Church to stream services into jail

March 1, 2021 By Brian Koonce

PLEASANT HOPE – COVID-19 has changed the way many churches do ministry, and that goes for jail ministries as well. Now, after months of being barred from physically visiting inmates and navigating through officials and red tape, Shepherd’s Way here is looking to begin streaming worship services in the Polk County Jail.

Jacob Miller, the pastor/planter of Shepherd’s Way, said the goal is to stream services into each of four pods in the jail in the next two to four weeks. 
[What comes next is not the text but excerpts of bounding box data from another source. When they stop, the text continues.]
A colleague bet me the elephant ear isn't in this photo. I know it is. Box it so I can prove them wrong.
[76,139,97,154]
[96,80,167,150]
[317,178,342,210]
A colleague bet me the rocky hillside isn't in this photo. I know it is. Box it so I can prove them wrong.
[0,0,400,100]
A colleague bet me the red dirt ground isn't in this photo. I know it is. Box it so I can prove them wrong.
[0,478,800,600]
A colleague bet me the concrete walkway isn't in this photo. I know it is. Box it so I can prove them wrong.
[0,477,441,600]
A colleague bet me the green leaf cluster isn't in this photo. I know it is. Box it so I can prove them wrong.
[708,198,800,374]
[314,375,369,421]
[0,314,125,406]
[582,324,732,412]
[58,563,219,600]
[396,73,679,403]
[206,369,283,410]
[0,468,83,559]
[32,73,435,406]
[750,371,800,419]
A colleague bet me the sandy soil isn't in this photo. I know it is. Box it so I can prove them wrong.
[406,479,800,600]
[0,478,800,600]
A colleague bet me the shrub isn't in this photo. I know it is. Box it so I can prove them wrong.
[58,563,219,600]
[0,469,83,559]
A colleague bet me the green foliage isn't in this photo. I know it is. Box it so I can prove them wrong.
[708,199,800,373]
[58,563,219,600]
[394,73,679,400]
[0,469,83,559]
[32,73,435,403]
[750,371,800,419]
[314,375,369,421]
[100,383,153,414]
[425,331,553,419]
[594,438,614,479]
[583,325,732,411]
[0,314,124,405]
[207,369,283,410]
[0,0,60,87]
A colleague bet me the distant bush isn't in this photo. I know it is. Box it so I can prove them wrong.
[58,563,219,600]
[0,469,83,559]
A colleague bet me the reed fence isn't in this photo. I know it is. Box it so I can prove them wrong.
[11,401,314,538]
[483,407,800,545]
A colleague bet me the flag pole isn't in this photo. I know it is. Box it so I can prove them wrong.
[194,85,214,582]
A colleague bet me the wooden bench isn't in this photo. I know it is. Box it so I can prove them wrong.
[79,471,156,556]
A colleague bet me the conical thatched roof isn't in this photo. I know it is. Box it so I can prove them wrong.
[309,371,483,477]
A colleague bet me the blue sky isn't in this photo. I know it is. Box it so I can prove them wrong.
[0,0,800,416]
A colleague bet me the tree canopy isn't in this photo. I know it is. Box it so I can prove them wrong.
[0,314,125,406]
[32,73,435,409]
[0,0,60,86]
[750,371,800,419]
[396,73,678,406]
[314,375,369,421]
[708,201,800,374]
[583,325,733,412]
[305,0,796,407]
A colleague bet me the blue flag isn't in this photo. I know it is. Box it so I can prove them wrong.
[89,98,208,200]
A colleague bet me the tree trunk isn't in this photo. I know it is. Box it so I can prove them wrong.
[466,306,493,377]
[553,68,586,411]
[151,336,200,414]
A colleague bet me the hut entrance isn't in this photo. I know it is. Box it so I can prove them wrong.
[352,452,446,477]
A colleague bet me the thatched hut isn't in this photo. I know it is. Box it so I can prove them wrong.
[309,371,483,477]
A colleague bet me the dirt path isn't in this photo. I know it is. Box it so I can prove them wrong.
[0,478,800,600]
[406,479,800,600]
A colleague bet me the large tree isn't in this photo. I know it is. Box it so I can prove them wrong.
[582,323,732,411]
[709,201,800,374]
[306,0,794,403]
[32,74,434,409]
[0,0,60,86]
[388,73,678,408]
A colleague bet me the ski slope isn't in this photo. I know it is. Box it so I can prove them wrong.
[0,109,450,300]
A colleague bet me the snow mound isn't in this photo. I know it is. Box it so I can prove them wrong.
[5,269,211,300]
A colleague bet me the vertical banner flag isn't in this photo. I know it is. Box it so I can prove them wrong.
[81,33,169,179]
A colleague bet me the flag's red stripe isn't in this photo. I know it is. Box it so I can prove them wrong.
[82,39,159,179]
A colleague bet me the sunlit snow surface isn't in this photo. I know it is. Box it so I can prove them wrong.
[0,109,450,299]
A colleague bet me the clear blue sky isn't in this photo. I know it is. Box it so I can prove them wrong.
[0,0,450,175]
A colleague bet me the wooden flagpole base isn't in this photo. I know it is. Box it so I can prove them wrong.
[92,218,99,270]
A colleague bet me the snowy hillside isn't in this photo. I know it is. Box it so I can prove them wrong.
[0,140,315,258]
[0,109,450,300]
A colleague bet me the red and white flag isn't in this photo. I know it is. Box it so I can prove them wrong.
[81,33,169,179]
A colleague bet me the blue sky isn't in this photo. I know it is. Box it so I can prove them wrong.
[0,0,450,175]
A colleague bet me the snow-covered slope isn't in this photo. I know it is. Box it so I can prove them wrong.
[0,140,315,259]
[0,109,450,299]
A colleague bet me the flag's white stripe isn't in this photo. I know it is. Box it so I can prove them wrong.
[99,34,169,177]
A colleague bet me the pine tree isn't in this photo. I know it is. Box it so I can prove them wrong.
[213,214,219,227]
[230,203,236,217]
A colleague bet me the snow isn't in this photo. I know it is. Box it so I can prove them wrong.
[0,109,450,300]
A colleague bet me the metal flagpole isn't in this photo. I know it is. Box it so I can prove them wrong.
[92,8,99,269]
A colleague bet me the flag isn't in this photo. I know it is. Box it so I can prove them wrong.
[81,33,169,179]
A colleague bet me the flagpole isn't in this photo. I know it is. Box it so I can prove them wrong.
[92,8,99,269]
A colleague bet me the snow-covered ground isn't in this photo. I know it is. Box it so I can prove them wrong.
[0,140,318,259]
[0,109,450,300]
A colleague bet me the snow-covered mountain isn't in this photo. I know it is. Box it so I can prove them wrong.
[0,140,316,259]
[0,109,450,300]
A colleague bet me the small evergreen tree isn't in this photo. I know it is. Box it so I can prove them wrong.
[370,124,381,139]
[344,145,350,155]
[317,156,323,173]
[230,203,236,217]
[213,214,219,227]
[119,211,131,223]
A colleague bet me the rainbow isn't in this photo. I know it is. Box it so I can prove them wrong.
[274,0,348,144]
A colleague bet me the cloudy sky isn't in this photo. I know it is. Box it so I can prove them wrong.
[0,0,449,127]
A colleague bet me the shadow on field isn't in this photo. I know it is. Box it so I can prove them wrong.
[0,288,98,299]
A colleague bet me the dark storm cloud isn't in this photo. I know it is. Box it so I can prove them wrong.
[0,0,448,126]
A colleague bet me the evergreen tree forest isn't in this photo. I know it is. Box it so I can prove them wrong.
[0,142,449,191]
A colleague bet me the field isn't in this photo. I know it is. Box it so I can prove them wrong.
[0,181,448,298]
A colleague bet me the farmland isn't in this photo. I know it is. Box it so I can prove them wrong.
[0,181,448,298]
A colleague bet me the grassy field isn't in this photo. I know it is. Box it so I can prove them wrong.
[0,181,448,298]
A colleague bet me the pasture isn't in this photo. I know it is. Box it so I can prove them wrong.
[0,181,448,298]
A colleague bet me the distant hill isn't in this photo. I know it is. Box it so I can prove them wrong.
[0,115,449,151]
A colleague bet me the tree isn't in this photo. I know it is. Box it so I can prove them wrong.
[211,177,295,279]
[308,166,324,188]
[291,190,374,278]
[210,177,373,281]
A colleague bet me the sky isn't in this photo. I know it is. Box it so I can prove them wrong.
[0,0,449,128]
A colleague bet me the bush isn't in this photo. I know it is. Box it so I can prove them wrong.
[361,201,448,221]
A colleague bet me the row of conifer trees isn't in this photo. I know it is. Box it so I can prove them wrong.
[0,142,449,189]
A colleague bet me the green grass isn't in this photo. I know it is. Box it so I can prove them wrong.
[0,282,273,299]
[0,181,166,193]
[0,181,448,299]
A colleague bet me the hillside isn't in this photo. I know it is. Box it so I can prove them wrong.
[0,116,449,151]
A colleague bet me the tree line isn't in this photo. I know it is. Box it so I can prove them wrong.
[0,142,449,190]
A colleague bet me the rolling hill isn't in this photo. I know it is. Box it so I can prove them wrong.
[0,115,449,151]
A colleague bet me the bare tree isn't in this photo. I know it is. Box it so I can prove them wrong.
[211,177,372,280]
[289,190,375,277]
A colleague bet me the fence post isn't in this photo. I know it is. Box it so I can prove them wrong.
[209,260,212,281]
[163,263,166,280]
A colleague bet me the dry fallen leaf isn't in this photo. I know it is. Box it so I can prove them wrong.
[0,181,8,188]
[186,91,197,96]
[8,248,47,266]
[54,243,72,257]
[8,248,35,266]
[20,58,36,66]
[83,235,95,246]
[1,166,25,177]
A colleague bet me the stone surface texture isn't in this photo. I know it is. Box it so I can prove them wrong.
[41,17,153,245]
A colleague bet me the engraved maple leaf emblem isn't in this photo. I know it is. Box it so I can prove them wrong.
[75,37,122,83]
“Originally we were just waiting on [COVID] and thinking the trend might reverse,” Miller said. “But about six months into it I started to think that we were going to have to go outside the box if we were going to get back in there anytime soon.”

Miller and others from Shepherd’s Way were originally going in and sharing testimonies and studying the Word together, small group style, on Friday nights in the jail’s four pods. 

“I thought if we put something together to allow for online access we could use it for a once a week evening ministry like we had been doing,” he said, ‘but also use it to broadcast our regular Sunday service into the jail even after we were eventually allowed to return for the weeknight Bible studies.”

After the initial idea, a grant provided through the Missouri Baptist Convention helped purchase the streaming equipment to get the gospel into the county jail. 

Miller said he knows how God can work in the lives of inmates. He’s been part of a two-year-long discipleship process with one inmate, one who is now distributing Bibles and sharing the gospel on the inside himself. 

And Miller isn’t the only one excited for the streaming to begin. Jail administrators told him, “The jail ran better when they were having ‘church’ inside it.”

Miller asked for prayer for this new style of jail ministry and those who will hear the message.

“There are many people in the jail that know and have heard the gospel, also many have responded to it and have a desire to grow in their faith,” he said. “But they are weighed down by addiction and by a culture of sin in their immediate families/friends/community when they get out of the jail environment.  Most of the time they haven’t been taught good sound biblical doctrine, because either they went to churches that try to use the world to reach the world, or they don’t often make it through the door of the sound churches they might have access to in order to hear it anyway.”